Sufficient condition for universal quantum computation using bosonic circuits

TL;DR

This paper establishes a sufficient condition for universal quantum computation in continuous-variable bosonic circuits by mapping states to qubits and analyzing resourcefulness, expanding understanding of what enables quantum computational universality.

Contribution

The paper introduces a general framework for mapping continuous-variable states to qubits and formulates a sufficient condition for universality in bosonic circuits, advancing resource theory in quantum computation.

Findings

Formulated a sufficient condition for universal quantum computation.

Evaluated resourcefulness of Gaussian, GKP, and cat states.

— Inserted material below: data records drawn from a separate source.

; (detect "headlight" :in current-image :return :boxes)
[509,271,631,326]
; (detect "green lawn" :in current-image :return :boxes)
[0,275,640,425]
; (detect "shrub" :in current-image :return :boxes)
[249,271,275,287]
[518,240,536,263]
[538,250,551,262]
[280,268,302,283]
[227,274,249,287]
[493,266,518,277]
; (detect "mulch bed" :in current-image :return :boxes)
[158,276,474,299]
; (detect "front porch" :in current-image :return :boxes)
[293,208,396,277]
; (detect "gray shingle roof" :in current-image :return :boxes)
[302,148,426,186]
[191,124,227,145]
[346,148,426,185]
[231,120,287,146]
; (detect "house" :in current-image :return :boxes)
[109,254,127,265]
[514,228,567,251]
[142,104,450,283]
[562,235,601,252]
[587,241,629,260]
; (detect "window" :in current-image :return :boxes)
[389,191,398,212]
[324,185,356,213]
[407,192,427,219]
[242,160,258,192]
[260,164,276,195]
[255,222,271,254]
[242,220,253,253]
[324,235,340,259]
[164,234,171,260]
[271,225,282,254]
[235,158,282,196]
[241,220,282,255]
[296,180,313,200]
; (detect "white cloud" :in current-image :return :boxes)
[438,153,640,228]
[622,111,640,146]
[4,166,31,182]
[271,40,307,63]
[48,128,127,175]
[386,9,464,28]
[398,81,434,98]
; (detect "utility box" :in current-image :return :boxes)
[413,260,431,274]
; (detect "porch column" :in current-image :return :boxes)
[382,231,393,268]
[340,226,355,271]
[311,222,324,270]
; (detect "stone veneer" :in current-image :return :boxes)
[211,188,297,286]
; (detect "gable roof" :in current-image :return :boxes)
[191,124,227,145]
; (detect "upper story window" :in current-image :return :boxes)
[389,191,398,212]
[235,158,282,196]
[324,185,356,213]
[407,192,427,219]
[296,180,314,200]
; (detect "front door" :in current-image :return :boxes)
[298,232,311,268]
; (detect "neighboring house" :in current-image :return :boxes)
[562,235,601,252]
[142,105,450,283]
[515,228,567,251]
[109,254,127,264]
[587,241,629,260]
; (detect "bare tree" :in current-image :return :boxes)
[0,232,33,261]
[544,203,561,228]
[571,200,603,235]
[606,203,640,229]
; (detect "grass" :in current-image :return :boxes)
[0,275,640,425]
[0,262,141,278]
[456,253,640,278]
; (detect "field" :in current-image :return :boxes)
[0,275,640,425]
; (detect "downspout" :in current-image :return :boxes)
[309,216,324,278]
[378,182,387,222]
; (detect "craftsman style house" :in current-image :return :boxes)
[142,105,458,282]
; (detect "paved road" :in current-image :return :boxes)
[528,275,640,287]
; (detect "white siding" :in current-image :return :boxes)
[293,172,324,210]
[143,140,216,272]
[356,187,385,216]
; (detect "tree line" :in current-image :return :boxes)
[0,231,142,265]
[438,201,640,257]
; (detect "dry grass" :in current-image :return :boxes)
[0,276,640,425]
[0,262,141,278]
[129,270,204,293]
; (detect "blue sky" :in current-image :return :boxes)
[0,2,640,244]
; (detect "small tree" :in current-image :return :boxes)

Demonstrated that certain decompositions can be constructed from simulatable operations.

Abstract

Continuous-variable bosonic systems stand as prominent candidates for implementing quantum computational tasks. While various necessary criteria have been established to assess their resourcefulness, sufficient conditions have remained elusive. We address this gap by focusing on promoting circuits that are otherwise simulatable to computational universality. The class of simulatable, albeit non-Gaussian, circuits that we consider is composed of Gottesman-Kitaev-Preskill (GKP) states, Gaussian operations, and homodyne measurements. Based on these circuits, we first introduce a general framework for mapping a continuous-variable state into a qubit state. Subsequently, we cast existing maps into this framework, including the modular and stabilizer subsystem decompositions. By combining these findings with established results for discrete-variable systems, we formulate a sufficient condition for achieving universal quantum computation. Leveraging this, we evaluate the computational resourcefulness of a variety of states, including Gaussian states, finite-squeezing GKP states, and cat states. Furthermore, our framework reveals that both the stabilizer subsystem decomposition and the modular subsystem decomposition (of position-symmetric states) can be constructed in terms of simulatable operations. This establishes a robust resource-theoretical foundation for employing these techniques to evaluate the logical content of a generic continuous-variable state, which can be of independent interest.